GitOps provides an immediate recovery path. The infra repo contains the image tag for every service in every environment. Rolling back the checkout service in production means reverting the commit that updated the image tag. ArgoCD detects the change and syncs the previous image. No CI pipeline runs. No tests. No build. The revert takes 30 seconds. The sync takes 60 seconds.
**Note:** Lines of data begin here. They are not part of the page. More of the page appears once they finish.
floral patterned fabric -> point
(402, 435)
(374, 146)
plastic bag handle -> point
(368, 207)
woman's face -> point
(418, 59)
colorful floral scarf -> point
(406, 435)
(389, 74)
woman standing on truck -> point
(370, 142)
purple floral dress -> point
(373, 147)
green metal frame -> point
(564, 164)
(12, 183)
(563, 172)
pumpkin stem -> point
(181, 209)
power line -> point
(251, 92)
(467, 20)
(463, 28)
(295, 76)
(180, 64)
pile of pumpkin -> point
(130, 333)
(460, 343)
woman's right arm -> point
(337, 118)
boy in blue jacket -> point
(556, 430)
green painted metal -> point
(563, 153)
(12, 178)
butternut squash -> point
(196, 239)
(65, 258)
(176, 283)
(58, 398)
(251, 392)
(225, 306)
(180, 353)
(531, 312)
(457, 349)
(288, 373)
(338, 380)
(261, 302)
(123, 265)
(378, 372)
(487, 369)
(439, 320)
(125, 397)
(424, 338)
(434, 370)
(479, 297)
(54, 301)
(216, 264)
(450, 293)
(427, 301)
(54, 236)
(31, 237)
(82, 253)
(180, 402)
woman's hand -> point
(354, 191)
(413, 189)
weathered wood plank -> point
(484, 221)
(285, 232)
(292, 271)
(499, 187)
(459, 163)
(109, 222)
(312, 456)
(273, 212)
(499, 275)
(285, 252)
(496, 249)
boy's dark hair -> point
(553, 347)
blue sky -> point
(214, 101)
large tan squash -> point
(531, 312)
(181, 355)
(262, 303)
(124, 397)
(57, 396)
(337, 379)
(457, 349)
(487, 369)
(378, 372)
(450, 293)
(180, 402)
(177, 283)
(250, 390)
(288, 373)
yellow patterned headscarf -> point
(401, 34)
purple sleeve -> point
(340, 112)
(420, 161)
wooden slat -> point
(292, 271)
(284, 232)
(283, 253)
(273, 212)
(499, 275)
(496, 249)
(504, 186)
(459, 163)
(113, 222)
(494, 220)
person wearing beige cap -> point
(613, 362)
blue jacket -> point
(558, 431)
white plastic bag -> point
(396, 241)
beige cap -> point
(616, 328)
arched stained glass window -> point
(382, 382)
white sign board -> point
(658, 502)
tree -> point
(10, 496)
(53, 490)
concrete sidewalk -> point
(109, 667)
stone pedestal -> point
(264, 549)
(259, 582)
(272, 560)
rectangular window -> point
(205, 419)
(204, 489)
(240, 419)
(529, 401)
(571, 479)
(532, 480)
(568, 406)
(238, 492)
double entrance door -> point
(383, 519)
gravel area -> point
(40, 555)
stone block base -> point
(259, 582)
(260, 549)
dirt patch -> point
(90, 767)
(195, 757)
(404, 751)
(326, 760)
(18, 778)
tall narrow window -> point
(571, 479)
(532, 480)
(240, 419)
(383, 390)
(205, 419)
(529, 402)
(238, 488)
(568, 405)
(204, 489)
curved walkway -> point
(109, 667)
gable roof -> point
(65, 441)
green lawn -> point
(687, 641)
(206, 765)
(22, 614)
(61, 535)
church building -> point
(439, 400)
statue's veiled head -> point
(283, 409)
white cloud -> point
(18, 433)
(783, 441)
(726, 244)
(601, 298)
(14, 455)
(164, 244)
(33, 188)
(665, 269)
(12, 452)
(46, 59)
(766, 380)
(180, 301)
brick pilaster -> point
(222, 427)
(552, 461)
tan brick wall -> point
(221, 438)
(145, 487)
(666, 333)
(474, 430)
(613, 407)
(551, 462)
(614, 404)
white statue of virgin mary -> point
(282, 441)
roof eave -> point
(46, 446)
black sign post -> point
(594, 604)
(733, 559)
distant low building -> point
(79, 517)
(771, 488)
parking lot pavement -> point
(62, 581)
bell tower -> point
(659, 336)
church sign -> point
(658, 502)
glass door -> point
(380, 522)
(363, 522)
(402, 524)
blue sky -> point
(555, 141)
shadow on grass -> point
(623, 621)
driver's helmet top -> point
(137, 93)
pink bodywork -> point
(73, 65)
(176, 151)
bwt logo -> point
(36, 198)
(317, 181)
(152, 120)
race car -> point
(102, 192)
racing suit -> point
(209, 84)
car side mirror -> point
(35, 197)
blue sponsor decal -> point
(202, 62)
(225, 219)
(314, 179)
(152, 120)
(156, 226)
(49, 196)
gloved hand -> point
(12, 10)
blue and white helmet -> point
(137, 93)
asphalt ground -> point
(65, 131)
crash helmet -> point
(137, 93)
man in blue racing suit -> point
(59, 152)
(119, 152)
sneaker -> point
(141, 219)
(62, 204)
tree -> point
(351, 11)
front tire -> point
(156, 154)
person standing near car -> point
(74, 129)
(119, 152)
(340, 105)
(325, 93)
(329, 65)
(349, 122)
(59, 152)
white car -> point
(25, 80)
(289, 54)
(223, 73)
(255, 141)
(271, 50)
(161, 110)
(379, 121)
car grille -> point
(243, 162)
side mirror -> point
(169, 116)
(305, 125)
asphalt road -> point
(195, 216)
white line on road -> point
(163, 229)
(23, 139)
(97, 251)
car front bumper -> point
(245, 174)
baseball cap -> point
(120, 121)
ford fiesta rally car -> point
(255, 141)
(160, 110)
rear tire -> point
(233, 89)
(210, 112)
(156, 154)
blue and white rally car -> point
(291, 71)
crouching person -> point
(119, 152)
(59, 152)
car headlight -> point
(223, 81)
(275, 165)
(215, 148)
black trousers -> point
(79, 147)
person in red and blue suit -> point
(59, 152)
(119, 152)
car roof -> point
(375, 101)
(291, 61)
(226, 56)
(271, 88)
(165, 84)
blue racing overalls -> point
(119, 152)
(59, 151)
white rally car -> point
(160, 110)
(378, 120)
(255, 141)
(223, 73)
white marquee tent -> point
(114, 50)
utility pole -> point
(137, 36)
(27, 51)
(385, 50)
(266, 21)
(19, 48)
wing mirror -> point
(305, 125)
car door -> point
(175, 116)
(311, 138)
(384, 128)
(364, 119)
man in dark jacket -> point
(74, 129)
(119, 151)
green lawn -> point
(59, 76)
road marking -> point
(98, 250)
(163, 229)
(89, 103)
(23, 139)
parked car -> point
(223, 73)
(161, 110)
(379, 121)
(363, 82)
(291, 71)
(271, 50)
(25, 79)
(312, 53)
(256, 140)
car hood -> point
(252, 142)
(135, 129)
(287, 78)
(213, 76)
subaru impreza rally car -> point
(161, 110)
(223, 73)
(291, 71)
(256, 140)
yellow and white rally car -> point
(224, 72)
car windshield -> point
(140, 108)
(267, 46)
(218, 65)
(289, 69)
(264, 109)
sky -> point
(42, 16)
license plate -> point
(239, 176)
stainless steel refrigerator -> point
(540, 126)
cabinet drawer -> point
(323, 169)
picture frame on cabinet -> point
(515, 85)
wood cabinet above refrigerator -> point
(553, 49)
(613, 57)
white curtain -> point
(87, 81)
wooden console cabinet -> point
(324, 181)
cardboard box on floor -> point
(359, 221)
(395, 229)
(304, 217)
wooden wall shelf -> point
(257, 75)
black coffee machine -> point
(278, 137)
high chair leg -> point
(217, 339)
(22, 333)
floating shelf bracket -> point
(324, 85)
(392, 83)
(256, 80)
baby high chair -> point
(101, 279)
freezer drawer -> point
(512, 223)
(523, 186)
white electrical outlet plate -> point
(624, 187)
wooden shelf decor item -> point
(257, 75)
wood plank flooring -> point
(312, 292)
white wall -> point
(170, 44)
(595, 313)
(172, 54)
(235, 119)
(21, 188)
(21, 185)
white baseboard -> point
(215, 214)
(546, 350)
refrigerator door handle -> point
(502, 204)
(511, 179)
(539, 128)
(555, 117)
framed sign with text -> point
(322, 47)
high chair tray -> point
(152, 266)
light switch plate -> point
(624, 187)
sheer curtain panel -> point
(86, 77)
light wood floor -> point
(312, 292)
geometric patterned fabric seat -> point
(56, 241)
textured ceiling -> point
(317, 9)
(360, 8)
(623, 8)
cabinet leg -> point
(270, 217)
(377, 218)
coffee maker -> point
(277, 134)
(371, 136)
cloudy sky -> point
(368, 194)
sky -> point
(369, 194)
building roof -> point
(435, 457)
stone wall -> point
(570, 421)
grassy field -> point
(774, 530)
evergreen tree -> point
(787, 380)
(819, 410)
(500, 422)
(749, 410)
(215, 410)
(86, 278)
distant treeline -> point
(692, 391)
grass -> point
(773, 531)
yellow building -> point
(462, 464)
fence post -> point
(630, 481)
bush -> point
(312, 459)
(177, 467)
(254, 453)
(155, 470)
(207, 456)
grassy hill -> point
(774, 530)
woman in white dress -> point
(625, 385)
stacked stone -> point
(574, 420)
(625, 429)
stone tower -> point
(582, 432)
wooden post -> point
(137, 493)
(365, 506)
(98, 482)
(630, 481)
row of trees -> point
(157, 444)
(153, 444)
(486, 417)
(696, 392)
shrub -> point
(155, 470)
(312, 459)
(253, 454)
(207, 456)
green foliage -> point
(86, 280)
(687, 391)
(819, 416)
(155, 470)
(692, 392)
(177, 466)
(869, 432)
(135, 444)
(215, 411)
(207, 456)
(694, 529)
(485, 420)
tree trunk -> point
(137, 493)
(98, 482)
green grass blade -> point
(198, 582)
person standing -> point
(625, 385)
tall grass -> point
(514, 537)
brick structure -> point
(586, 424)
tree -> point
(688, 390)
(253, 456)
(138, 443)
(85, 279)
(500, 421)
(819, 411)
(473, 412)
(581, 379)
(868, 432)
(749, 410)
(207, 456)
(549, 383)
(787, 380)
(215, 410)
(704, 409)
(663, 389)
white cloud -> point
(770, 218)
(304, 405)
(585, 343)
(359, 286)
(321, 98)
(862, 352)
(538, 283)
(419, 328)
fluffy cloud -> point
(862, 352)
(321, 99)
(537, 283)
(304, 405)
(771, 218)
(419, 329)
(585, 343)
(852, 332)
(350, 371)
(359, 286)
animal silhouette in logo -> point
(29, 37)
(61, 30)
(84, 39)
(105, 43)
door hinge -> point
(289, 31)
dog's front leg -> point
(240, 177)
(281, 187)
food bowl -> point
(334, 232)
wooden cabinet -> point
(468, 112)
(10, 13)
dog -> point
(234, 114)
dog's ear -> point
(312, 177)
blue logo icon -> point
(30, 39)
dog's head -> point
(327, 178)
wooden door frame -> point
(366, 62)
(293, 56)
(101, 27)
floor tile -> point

Argo Rollouts provides an automated recovery path. During a canary deployment, Argo Rollouts monitors error rates and latency. If the canary exceeds the failure threshold, Rollouts aborts the rollout and reverts to the previous revision. The on-call engineer wakes up to a notification that says “canary rolled back due to error rate 12% exceeding threshold 5%” instead of a page that says “checkout is down.”

The Implementation

# HARDENED: Infra repo commit structure that enables instant rollback
# File: ecommerce-infra/overlays/production/checkout/kustomization.yaml
apiVersion: kustomize.config.k8s.io/v1beta1
kind: Kustomization
namespace: production

resources:
  - ../../../base/checkout

images:
  - name: ghcr.io/acme/checkout-service
    newTag: "a1b2c3d" # Short SHA, revertible via git revert

Rolling back is one command:

# In the ecommerce-infra repo
git revert HEAD --no-edit
git push
# ArgoCD detects the change and syncs within 3 minutes (default poll interval)
# or immediately if a webhook is configured

The Gate

Recoverability is not a gate in the traditional sense. It is a property of the delivery architecture. The gate that enables recoverability is the separation between CI (app repo) and CD (infra repo). If the pipeline directly applied manifests to the cluster with kubectl apply, rollback would require re-running the pipeline with the old image. With GitOps, rollback is a git operation.

The Recovery

The recovery is the property itself. When something goes wrong in production:

  1. Revert the last commit on the infra repo’s production overlay.
  2. Push. ArgoCD syncs the revert.
  3. Investigate the root cause using the build metadata from the observability layer.
  4. Fix, rebuild, re-test, and re-promote through the normal pipeline.

Step 1 and 2 take under 2 minutes. Step 3 and 4 happen after production is stable. The on-call engineer’s first job is recovery, not diagnosis. GitOps makes that possible.